Ingredients: One radical new entrance mechanism, a dash of Buzz Lightyear.
As part of a program to have a new suit spaceworthy and up to the International Space Station by 2017, NASA has completed testing on and approved a prototype it's calling the Z-1. The principal design goal of the new suits is that, well, nobody knows where they're going to have to go. NASA's next decade or so could see the agency gearing up for all manner of different programs - and a variety of destinations on the moon or beyond. The suit is geared with two major features: Increased mobility and a large suit entrance port. The suit port is essentially a door on the back of the suit, through which the astronaut can easily step to be suddenly wearing the suit, effectively negating the need for an airlock by possibly attaching the suit to the side of the station. Finally, the suit will include increased radiation protection, allowing longer spacewalks than are currently feasible.
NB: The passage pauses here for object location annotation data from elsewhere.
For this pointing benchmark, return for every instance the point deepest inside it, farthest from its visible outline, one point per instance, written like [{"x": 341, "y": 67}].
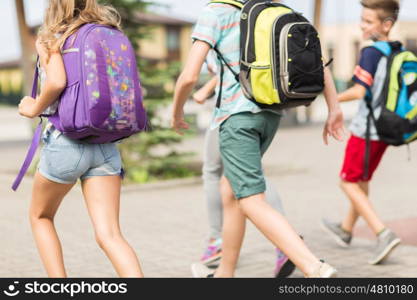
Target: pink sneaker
[
  {"x": 213, "y": 252},
  {"x": 284, "y": 267}
]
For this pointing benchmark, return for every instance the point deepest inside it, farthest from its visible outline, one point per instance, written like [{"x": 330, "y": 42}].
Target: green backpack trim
[{"x": 236, "y": 3}]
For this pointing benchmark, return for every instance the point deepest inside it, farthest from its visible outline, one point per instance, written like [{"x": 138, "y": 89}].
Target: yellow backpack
[{"x": 281, "y": 62}]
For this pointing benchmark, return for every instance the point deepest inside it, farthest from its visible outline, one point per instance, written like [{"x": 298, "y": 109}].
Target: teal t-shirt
[{"x": 219, "y": 25}]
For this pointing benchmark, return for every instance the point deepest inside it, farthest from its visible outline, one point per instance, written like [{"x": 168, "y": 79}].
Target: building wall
[
  {"x": 185, "y": 42},
  {"x": 154, "y": 45}
]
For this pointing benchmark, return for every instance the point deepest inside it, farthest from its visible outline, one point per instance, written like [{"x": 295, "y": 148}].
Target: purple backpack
[{"x": 102, "y": 101}]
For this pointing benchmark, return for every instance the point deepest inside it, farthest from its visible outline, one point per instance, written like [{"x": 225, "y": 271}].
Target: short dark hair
[{"x": 387, "y": 9}]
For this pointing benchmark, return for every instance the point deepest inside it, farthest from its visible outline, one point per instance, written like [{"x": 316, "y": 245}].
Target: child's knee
[{"x": 226, "y": 191}]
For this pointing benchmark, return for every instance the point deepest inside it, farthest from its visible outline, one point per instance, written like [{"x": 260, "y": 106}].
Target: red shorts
[{"x": 353, "y": 169}]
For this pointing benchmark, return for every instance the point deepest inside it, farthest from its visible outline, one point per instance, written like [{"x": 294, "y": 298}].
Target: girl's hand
[
  {"x": 27, "y": 107},
  {"x": 178, "y": 124},
  {"x": 200, "y": 97},
  {"x": 334, "y": 126}
]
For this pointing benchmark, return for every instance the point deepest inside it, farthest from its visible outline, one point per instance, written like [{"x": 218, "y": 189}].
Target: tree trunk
[{"x": 27, "y": 45}]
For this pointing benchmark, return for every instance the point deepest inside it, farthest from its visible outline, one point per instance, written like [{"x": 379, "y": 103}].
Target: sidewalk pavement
[{"x": 166, "y": 222}]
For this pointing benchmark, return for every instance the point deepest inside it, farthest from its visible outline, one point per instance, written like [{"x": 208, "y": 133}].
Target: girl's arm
[
  {"x": 202, "y": 94},
  {"x": 334, "y": 125},
  {"x": 355, "y": 92},
  {"x": 186, "y": 82},
  {"x": 53, "y": 86}
]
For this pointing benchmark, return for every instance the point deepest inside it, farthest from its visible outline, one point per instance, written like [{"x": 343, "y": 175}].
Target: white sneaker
[{"x": 199, "y": 270}]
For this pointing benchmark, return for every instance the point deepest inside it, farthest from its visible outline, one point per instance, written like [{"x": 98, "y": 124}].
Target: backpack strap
[
  {"x": 223, "y": 63},
  {"x": 236, "y": 3},
  {"x": 383, "y": 47},
  {"x": 370, "y": 118},
  {"x": 35, "y": 141}
]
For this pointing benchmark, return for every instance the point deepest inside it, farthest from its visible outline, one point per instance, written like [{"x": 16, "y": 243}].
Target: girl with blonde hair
[{"x": 64, "y": 160}]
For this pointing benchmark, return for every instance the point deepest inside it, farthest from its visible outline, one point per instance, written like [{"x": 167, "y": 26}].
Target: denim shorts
[{"x": 64, "y": 160}]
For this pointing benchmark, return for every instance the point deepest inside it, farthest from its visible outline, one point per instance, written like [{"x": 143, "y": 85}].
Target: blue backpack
[{"x": 397, "y": 124}]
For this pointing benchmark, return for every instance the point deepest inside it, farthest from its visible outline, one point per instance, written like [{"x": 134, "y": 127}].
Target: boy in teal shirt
[{"x": 246, "y": 131}]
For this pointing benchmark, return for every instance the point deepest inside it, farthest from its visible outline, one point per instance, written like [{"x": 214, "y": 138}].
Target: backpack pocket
[
  {"x": 301, "y": 63},
  {"x": 262, "y": 84},
  {"x": 68, "y": 107}
]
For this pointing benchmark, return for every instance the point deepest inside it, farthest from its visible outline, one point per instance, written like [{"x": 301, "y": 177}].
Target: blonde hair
[
  {"x": 387, "y": 9},
  {"x": 65, "y": 17}
]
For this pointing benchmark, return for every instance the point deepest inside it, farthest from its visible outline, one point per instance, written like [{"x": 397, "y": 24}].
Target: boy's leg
[
  {"x": 362, "y": 206},
  {"x": 234, "y": 223},
  {"x": 212, "y": 172},
  {"x": 272, "y": 197},
  {"x": 277, "y": 229},
  {"x": 243, "y": 140},
  {"x": 350, "y": 220}
]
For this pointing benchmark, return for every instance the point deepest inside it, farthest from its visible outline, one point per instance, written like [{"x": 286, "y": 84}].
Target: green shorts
[{"x": 244, "y": 138}]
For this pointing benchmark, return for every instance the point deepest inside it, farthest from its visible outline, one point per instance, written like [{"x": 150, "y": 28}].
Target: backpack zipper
[
  {"x": 248, "y": 33},
  {"x": 273, "y": 54}
]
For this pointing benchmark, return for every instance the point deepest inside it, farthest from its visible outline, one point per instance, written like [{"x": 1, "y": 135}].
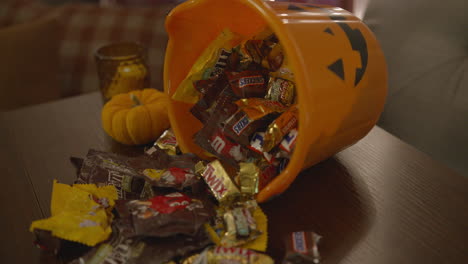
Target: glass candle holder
[{"x": 122, "y": 67}]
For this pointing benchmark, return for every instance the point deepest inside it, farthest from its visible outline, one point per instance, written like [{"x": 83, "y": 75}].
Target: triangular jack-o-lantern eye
[
  {"x": 337, "y": 68},
  {"x": 329, "y": 31}
]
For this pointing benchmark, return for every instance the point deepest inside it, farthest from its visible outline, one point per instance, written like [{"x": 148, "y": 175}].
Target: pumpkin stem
[{"x": 135, "y": 100}]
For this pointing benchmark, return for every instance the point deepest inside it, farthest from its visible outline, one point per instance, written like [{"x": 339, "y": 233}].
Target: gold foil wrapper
[
  {"x": 230, "y": 233},
  {"x": 219, "y": 182},
  {"x": 281, "y": 90},
  {"x": 167, "y": 142},
  {"x": 248, "y": 178},
  {"x": 256, "y": 108},
  {"x": 239, "y": 226},
  {"x": 279, "y": 128},
  {"x": 218, "y": 255}
]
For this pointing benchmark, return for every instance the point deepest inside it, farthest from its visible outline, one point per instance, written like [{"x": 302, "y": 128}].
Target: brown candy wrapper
[
  {"x": 174, "y": 177},
  {"x": 219, "y": 182},
  {"x": 165, "y": 215},
  {"x": 166, "y": 142},
  {"x": 248, "y": 83},
  {"x": 249, "y": 178},
  {"x": 102, "y": 168},
  {"x": 239, "y": 226},
  {"x": 280, "y": 90},
  {"x": 136, "y": 250},
  {"x": 274, "y": 60},
  {"x": 301, "y": 248},
  {"x": 280, "y": 128}
]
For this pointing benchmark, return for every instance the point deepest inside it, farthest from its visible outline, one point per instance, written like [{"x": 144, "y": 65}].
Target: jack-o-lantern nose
[{"x": 337, "y": 68}]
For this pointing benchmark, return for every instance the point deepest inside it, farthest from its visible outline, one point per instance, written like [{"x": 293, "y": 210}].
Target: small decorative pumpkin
[{"x": 137, "y": 117}]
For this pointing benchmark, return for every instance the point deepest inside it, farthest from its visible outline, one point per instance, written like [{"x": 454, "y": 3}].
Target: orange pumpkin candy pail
[{"x": 340, "y": 71}]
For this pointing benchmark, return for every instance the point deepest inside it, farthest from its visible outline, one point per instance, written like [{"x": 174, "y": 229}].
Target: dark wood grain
[{"x": 379, "y": 201}]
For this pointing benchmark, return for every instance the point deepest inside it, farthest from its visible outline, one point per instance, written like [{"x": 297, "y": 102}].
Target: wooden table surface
[{"x": 379, "y": 201}]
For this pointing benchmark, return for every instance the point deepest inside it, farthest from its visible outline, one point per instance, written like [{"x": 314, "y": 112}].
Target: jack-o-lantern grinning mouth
[{"x": 355, "y": 37}]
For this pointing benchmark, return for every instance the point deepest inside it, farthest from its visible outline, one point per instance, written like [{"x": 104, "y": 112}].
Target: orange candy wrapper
[{"x": 80, "y": 213}]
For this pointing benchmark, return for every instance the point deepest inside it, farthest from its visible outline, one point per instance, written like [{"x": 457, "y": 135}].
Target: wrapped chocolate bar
[
  {"x": 274, "y": 59},
  {"x": 267, "y": 174},
  {"x": 280, "y": 90},
  {"x": 79, "y": 213},
  {"x": 215, "y": 255},
  {"x": 301, "y": 248},
  {"x": 248, "y": 84},
  {"x": 211, "y": 62},
  {"x": 219, "y": 181},
  {"x": 289, "y": 141},
  {"x": 280, "y": 128},
  {"x": 249, "y": 175},
  {"x": 212, "y": 139},
  {"x": 135, "y": 250},
  {"x": 128, "y": 174},
  {"x": 165, "y": 215},
  {"x": 167, "y": 142},
  {"x": 253, "y": 114},
  {"x": 102, "y": 168},
  {"x": 239, "y": 227},
  {"x": 174, "y": 177}
]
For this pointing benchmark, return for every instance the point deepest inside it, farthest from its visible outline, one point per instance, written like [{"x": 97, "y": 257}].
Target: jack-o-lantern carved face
[{"x": 350, "y": 64}]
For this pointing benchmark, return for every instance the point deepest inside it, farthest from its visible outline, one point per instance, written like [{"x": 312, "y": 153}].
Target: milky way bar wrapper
[
  {"x": 137, "y": 250},
  {"x": 102, "y": 168},
  {"x": 281, "y": 90},
  {"x": 248, "y": 83},
  {"x": 164, "y": 215},
  {"x": 280, "y": 128},
  {"x": 301, "y": 247},
  {"x": 166, "y": 142},
  {"x": 219, "y": 182}
]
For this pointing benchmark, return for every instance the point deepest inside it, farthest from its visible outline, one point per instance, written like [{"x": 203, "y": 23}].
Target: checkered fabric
[{"x": 86, "y": 27}]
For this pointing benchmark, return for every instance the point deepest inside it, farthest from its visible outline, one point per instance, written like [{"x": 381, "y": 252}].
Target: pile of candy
[
  {"x": 244, "y": 95},
  {"x": 168, "y": 207}
]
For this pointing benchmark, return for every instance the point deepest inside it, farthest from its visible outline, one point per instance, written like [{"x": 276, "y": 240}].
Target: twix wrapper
[
  {"x": 280, "y": 90},
  {"x": 252, "y": 116},
  {"x": 166, "y": 142},
  {"x": 218, "y": 180},
  {"x": 279, "y": 128},
  {"x": 248, "y": 83},
  {"x": 249, "y": 178}
]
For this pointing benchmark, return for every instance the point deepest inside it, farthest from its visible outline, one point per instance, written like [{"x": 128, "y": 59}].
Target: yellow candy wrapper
[
  {"x": 259, "y": 244},
  {"x": 212, "y": 60},
  {"x": 80, "y": 213}
]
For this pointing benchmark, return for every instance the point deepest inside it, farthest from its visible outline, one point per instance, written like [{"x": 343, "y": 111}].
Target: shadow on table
[{"x": 325, "y": 199}]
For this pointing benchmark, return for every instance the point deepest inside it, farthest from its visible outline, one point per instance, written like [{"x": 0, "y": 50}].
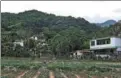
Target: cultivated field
[{"x": 27, "y": 68}]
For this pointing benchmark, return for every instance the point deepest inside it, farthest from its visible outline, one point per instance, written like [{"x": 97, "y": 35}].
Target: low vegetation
[{"x": 60, "y": 69}]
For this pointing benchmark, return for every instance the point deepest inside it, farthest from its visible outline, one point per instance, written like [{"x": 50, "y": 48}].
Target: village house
[{"x": 106, "y": 47}]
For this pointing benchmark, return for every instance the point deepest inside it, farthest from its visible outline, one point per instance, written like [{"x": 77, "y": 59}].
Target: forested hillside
[{"x": 62, "y": 34}]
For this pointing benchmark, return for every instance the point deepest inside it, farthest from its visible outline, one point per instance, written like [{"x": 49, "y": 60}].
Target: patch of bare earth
[
  {"x": 51, "y": 74},
  {"x": 64, "y": 75},
  {"x": 22, "y": 74},
  {"x": 37, "y": 74},
  {"x": 77, "y": 76}
]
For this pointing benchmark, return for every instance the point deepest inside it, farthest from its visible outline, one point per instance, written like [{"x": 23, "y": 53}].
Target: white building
[{"x": 107, "y": 45}]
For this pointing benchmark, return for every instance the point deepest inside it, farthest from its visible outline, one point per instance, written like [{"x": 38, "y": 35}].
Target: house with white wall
[{"x": 107, "y": 45}]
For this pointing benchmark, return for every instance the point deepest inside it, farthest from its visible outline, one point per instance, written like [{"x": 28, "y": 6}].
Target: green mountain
[
  {"x": 33, "y": 21},
  {"x": 61, "y": 34}
]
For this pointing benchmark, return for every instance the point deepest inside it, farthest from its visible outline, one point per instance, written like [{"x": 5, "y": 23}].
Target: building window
[
  {"x": 103, "y": 41},
  {"x": 92, "y": 43}
]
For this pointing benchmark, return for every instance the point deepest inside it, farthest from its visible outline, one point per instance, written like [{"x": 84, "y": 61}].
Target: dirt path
[
  {"x": 51, "y": 74},
  {"x": 64, "y": 75},
  {"x": 37, "y": 74},
  {"x": 77, "y": 76},
  {"x": 22, "y": 74}
]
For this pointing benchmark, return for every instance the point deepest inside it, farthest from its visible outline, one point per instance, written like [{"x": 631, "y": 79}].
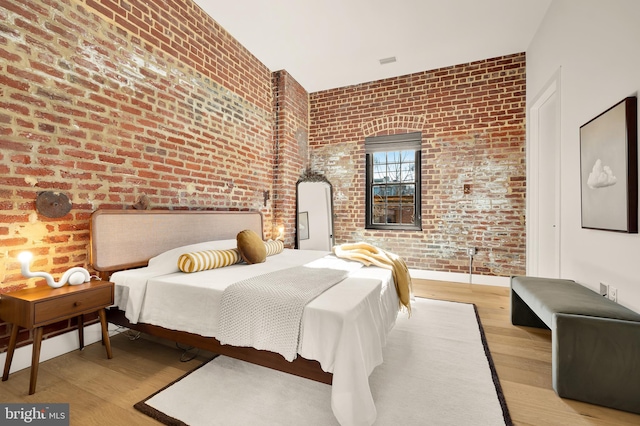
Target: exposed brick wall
[
  {"x": 291, "y": 106},
  {"x": 111, "y": 101},
  {"x": 472, "y": 118}
]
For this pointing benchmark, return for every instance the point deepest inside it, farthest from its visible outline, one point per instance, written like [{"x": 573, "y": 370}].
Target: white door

The flexibility of the suit was increased by adding bearings to the joints, helping solve the stiffness of current generation space suits. Of course, the astronaut will still be struggling with their own air bags, so don't expect any astronaut acrobatics soon. The mobility combined with the radiation protection will give astronauts a lot of ability to explore extraplanetary environments in a way that they haven't been able to, and the suit entrance port will make spacewalks much easier than in the past. NASA has now finished testing the Z-1, which was never intended to be more than a prototype, and Z-2 testing will begin fairly soon.